As to DGS' and Alexander's argument that Petitioners' action is barred by laches, they allege that as of March 25, 2002, Petitioners had possession of Alexander's bid documents and as of April 5, 2002, they had DGS' decision to proceed with the contract. Because they knew that construction would proceed on the project as of April 5, 2002, they could have filed for an injunction at that time. However, they delayed by filing their claim 48 days later, thereby prejudicing DGS, Penn State, Alexander and all of the other contractors.
The doctrine of laches may be asserted as an affirmative defense to bar a claim when a complaining party is guilty of want of due diligence in failing to promptly institute an action to the prejudice of another. Peden v. Gambone Brothers Development Company, 798 A.2d 305 (Pa.Cmwlth.), petition for allowance of appeal denied, ___ Pa. ___, 806 A.2d 864 (2002). The party asserting laches as a defense must present evidence demonstrating prejudice from the lapse of time. Id.
Petitioners, however, argue that they were not parties to Fiore's bid protest before DGS, did not receive copies of DGS' April 5, 2000 decision, and did not learn about DGS' failure to reject Alexander's bid until the end of April, 2002. Because they only waited a total of three weeks to file their petition for review, laches did not apply because that was not an unreasonable amount of time to file the instant action. They further argue that even if we determine that they waited too long to file their petition, any delay was caused in whole or in part by DGS' conduct. More specifically, they contend that there was a history of correspondence between counsel for Petitioners and counsel for DGS, and during telephone conversations and voicemails left, counsel for DGS indicated that DGS was investigating the bid process, the result of which could have made the present litigation moot.

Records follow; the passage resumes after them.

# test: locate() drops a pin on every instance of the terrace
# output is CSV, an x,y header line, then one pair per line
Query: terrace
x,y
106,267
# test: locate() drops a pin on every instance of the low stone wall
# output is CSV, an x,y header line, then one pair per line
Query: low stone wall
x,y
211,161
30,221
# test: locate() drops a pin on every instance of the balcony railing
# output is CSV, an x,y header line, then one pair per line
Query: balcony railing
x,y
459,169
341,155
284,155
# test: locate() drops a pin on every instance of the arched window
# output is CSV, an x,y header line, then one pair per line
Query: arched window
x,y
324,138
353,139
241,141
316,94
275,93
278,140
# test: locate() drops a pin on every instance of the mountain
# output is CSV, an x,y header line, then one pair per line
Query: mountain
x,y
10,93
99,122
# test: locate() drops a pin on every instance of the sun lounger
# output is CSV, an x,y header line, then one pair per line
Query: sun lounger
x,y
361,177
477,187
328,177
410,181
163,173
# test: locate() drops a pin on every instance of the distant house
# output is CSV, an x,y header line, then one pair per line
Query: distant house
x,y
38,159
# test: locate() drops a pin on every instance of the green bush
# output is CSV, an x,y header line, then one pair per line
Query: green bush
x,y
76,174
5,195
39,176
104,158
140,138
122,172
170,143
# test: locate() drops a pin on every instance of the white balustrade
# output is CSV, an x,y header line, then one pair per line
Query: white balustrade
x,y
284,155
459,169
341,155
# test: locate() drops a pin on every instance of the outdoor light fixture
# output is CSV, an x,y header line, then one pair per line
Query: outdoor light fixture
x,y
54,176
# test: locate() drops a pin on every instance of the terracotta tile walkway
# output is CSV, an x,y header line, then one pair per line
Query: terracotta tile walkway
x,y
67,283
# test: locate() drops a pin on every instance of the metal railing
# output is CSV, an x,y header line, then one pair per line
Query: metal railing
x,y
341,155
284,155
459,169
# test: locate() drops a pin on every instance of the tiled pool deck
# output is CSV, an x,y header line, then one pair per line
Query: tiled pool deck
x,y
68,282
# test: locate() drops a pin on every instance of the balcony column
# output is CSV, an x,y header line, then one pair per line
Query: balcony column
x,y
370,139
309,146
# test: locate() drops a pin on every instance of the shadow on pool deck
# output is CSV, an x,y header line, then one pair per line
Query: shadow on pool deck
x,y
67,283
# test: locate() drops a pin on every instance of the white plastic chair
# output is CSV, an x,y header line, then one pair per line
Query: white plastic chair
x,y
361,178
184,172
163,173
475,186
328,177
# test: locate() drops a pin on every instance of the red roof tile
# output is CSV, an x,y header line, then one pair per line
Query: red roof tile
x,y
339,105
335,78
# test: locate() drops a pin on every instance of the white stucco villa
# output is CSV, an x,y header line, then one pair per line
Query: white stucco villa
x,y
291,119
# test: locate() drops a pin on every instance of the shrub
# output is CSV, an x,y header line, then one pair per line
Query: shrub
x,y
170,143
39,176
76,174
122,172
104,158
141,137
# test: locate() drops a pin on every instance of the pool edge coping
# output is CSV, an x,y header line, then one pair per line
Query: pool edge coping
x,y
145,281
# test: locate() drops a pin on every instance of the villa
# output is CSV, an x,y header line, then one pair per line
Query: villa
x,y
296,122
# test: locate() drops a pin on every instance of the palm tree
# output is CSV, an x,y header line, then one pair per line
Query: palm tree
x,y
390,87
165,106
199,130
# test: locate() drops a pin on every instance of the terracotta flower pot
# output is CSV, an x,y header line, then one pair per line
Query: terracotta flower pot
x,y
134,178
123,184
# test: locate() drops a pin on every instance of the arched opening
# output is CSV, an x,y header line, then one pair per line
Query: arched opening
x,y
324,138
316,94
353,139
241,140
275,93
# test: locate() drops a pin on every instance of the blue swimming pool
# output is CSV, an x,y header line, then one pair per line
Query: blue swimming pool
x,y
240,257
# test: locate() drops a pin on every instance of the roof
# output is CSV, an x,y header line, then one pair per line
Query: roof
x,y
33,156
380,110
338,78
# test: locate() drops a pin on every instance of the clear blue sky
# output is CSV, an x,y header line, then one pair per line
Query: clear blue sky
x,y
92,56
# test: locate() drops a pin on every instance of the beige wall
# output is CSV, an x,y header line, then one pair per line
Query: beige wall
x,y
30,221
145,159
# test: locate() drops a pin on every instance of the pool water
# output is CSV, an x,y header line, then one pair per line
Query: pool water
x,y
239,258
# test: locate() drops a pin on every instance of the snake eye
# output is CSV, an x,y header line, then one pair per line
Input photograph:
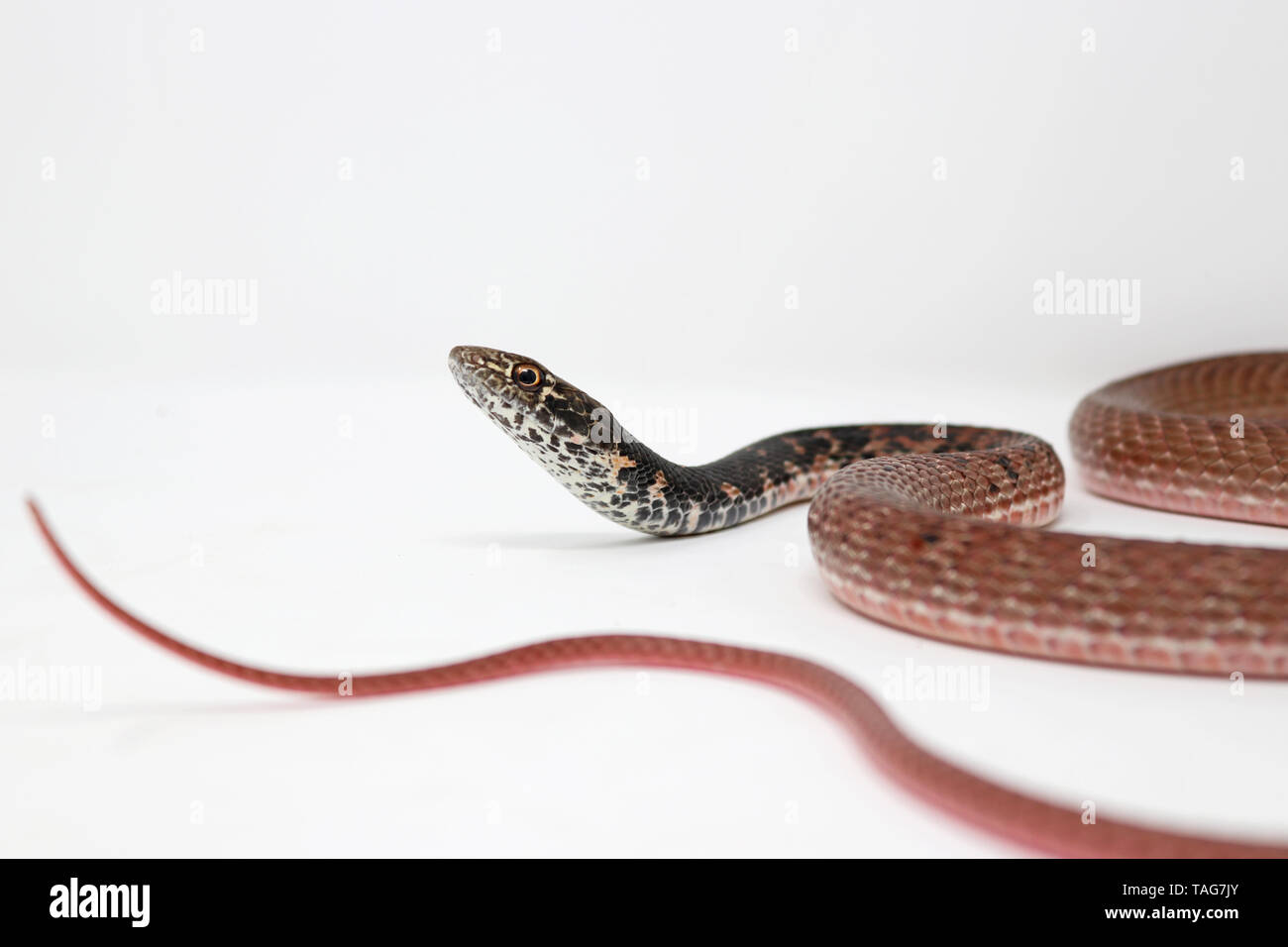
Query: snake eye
x,y
526,376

Additionally, counsel for Petitioners was informed that the Inspector General's office was conducting an investigation into the bid process and that the outcome of that investigation could make the instant litigation moot. Because it was DGS' conduct that caused the delay, it is disingenuous for DGS to contend that laches bars this action.

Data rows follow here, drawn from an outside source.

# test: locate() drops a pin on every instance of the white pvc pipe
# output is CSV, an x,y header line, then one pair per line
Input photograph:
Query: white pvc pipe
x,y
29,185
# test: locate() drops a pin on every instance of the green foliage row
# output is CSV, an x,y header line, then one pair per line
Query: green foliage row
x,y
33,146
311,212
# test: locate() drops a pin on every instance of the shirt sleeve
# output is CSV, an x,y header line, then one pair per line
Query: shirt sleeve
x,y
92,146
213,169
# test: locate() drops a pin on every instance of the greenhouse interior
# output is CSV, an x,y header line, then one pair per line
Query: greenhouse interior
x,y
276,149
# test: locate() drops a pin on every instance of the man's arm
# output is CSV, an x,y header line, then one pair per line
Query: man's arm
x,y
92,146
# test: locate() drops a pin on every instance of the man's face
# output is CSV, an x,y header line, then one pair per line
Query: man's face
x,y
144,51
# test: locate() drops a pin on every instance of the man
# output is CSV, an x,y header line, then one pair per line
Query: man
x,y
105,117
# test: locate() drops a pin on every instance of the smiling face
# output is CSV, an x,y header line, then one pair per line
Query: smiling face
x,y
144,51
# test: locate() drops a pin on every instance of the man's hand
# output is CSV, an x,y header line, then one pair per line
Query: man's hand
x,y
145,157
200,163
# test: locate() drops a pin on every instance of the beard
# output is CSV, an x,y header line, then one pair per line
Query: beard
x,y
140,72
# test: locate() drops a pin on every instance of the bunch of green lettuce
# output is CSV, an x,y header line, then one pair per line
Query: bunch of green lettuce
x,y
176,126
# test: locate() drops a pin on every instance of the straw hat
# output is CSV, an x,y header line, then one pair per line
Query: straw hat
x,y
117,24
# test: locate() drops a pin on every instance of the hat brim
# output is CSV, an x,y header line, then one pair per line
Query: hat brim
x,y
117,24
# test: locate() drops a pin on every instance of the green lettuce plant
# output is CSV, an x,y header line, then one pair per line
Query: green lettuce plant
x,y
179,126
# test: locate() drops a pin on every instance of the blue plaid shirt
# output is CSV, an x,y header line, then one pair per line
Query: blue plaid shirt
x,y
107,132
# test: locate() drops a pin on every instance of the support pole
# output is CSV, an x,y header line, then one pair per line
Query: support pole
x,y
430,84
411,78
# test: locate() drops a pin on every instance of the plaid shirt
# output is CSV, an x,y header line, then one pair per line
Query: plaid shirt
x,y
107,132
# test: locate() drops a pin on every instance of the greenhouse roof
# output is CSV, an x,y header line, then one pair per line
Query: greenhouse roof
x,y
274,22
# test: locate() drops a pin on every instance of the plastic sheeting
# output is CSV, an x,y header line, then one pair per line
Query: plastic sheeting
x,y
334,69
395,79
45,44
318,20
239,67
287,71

They also assert the Fiore testified during the hearing before DGS that DGS had informed it that it would not receive additional work via change order from DGS on the project if it appealed the April 5, 2002 decision on its bid protest. Because DGS would have refused to give Fiore additional work by change order if it filed an appeal, Fiore was intimidated from filing an appeal under the Procurement Code.

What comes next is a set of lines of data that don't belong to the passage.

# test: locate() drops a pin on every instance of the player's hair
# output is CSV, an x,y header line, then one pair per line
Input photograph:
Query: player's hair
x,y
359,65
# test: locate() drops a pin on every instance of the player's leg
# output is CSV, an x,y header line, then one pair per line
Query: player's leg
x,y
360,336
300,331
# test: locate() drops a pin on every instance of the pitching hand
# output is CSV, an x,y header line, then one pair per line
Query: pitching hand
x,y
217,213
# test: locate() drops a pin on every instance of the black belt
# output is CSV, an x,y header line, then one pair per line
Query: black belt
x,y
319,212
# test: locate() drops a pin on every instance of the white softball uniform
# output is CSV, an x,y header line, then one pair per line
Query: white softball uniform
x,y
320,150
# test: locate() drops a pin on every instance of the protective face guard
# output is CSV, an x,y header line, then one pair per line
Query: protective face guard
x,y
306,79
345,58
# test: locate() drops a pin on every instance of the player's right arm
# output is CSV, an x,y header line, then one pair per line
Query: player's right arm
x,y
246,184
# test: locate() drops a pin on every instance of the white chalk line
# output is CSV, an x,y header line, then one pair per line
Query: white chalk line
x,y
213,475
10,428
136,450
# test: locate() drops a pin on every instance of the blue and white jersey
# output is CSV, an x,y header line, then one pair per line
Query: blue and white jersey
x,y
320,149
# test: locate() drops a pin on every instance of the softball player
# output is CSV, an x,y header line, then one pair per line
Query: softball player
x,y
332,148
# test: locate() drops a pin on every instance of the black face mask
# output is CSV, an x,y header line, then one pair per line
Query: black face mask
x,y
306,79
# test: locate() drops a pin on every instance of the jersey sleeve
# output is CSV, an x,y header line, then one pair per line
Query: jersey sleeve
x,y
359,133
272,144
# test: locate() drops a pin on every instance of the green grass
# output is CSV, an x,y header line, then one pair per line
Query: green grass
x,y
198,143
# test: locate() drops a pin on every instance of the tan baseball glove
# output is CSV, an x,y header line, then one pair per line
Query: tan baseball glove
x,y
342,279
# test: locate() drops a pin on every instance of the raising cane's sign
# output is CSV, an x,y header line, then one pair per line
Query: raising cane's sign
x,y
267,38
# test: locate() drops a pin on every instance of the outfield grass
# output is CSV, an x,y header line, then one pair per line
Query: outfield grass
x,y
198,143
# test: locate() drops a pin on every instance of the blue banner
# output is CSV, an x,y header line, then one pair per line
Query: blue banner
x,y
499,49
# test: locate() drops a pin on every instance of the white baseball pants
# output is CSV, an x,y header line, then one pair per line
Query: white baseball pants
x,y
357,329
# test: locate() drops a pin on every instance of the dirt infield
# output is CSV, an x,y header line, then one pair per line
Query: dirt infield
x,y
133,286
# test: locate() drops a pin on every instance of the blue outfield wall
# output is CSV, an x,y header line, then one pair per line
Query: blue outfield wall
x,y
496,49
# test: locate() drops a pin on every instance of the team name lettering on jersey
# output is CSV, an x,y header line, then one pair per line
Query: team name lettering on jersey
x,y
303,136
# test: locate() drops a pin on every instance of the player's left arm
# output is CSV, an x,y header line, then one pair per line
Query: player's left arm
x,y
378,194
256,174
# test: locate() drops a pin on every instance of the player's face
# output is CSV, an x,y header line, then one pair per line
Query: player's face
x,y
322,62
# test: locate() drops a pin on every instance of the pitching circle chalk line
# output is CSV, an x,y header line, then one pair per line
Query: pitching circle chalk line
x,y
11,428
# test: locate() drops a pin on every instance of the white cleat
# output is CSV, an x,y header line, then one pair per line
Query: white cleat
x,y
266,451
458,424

In their briefs and at oral argument, DGS and Alexander argued that no relief was available to Petitioners under the Procurement Code, i.e., nullifying the contract, because 62 Pa. C.S. § 1743 required them to plead bad faith on the part of Alexander for failing to sign the bid which they did not do. Because DGS and Alexander could not and did not raise this argument in their preliminary objections, see Pa. R.C.P. No. 1028, we are precluded from addressing this issue.
Accordingly, DGS' and Alexander's preliminary objections are denied.
ORDER
AND NOW, this 2nd day of January, 2003, the preliminary objections filed by the Commonwealth Department of General Services and Alexander Constructors, Inc. are denied. Both parties have 30 days in which to file an answer to the petition for review.